Simak Video Pilihan Ini:

Geger Celeng Masuk Rumah dan Acak-Acak Barang di Banjarsari Sumbang Banyumas

Ini yang Disebut Haji Mabrur

Haji yang mabrur adalah haji yang membekas dalam perilaku. Setelah pulang dari tanah suci, seorang haji seharusnya menjadi pribadi yang lebih baik, meninggalkan maksiat, dan memperbanyak amal kebaikan.

Dalam ceramahnya, Ustadz Adi Hidayat juga membahas fenomena lucu di masyarakat terkait dengan panggilan "Haji". Ia mencontohkan dengan bercanda bahwa ada orang yang tidak menoleh ketika dipanggil namanya, namun baru menengok ketika disertai panggilan "Haji".

Misalnya, ada seseorang bernama Cepi yang dipanggil, "Pak Cepi" namun tidak merespons. Namun saat dipanggil "Pak Haji Cepi", barulah ia menengok. Fenomena ini, menurut Ustadz Adi Hidayat, menunjukkan adanya kesalahpahaman tentang makna haji.

Ustadz Adi Hidayat menegaskan bahwa panggilan "Haji" seharusnya menjadi pengingat, bukan status sosial. Ini adalah amanah yang Allah titipkan melalui lisan manusia lain agar seorang haji terus menjaga amal kebaikannya.

Menjadi haji bukan berarti menaikkan derajat sosial di tengah masyarakat. Sebaliknya, itu adalah tanggung jawab besar untuk mempertahankan kesalehan dan terus meningkatkan ketakwaan.

Oleh karena itu, Ustadz Adi Hidayat mengajak semua jamaah untuk tidak silau dengan pujian atau status sosial setelah melaksanakan ibadah haji. Fokus utama harus tetap pada memperbaiki diri.

Tak Penting Gelar Duniawi

Dalam Islam, penghargaan sejati diberikan bukan karena gelar duniawi, melainkan karena ketakwaan dan amal shalih yang konsisten dilakukan.

Ustadz Adi Hidayat juga mengingatkan, jangan sampai pengalaman haji yang sudah menguras biaya, tenaga, dan pikiran, dirusak kembali dengan perilaku maksiat sepulang dari tanah suci.

Menurutnya, mabrur adalah buah dari haji yang benar. Ketika seseorang menjadi lebih jujur, lebih amanah, lebih peduli terhadap sesama, itulah tanda-tanda haji yang mabrur.

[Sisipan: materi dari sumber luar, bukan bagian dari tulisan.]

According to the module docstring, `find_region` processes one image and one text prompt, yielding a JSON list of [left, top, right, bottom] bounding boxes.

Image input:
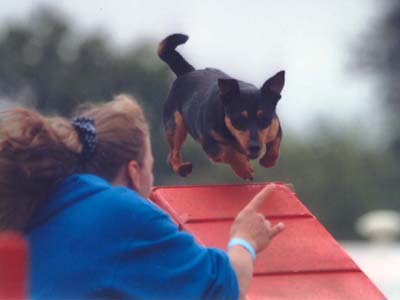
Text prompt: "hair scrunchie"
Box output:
[[71, 117, 97, 161]]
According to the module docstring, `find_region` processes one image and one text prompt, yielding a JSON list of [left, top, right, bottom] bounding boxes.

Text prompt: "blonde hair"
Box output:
[[0, 94, 149, 230]]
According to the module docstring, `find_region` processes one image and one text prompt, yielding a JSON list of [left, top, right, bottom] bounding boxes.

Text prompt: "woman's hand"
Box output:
[[230, 183, 284, 252], [228, 183, 285, 300]]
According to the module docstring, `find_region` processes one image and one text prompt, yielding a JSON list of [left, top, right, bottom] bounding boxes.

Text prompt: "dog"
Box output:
[[158, 33, 285, 180]]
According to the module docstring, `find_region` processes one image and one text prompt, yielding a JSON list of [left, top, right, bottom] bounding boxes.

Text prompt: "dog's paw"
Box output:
[[233, 164, 254, 180], [178, 162, 193, 177]]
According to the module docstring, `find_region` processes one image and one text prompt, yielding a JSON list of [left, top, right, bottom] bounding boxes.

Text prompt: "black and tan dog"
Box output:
[[158, 34, 285, 180]]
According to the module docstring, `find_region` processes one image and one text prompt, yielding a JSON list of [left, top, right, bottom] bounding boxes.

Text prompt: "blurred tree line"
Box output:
[[356, 0, 400, 158], [0, 7, 399, 240]]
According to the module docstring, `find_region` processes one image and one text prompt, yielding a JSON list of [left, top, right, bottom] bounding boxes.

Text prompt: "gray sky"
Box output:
[[0, 0, 386, 138]]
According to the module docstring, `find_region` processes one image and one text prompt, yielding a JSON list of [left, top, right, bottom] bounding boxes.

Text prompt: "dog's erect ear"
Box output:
[[261, 71, 285, 95], [218, 79, 240, 99]]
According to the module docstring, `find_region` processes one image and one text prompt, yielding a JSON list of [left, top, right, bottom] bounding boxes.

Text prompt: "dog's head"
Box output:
[[218, 71, 285, 159]]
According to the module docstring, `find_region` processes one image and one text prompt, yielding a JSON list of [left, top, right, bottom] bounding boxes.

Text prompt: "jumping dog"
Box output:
[[158, 34, 285, 180]]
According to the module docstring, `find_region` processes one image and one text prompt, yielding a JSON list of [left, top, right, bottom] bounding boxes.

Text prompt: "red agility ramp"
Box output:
[[150, 183, 386, 300], [0, 231, 28, 300]]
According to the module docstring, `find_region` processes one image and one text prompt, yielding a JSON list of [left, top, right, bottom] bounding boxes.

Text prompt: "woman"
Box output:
[[0, 94, 284, 300]]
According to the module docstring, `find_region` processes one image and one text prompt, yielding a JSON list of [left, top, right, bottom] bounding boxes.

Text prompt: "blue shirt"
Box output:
[[25, 174, 239, 300]]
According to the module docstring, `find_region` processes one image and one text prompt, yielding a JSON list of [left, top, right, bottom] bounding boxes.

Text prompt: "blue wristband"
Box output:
[[227, 238, 256, 261]]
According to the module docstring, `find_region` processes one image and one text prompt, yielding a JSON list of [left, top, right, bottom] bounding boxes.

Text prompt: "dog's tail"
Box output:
[[157, 33, 195, 77]]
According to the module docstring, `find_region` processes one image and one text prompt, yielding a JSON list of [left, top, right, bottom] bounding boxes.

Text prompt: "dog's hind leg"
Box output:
[[165, 111, 193, 176]]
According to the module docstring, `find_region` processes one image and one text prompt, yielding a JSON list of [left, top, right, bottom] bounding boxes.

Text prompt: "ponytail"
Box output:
[[0, 108, 82, 229], [0, 94, 149, 229]]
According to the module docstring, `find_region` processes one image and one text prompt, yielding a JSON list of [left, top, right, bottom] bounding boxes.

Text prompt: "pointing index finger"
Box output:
[[244, 183, 276, 212]]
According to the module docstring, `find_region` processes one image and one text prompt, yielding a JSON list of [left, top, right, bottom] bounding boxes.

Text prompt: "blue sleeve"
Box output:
[[111, 190, 239, 300]]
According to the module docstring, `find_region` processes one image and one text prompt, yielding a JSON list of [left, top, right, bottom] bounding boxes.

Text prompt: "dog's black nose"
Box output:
[[248, 142, 261, 159]]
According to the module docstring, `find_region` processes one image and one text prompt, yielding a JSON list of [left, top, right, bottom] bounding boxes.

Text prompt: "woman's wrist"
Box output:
[[227, 237, 256, 261]]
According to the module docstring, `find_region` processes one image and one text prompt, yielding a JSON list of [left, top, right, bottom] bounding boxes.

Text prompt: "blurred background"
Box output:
[[0, 0, 399, 297]]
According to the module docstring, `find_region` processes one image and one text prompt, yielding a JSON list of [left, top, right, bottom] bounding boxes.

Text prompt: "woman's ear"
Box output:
[[127, 160, 141, 192]]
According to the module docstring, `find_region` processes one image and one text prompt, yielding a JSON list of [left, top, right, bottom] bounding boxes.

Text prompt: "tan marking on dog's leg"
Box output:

Di sisi lain, Ustadz Adi Hidayat menegaskan bahwa masyarakat juga perlu bijak dalam menyikapi para jamaah haji. Tidak perlu berlebihan dalam memberikan gelar atau perlakuan istimewa.

Sikap saling mengingatkan untuk menjaga kebaikan jauh lebih mulia daripada sekadar memberikan panggilan-panggilan kehormatan.

Inti dari semua pesan tersebut adalah menjaga keikhlasan, memperbaiki diri, dan menjadikan pengalaman haji sebagai momentum perubahan yang abadi dalam hidup.

Melalui penjelasan ini, Ustadz Adi Hidayat berharap umat Islam dapat memahami kembali makna sesungguhnya dari haji dan tidak terjebak dalam formalitas yang kosong makna.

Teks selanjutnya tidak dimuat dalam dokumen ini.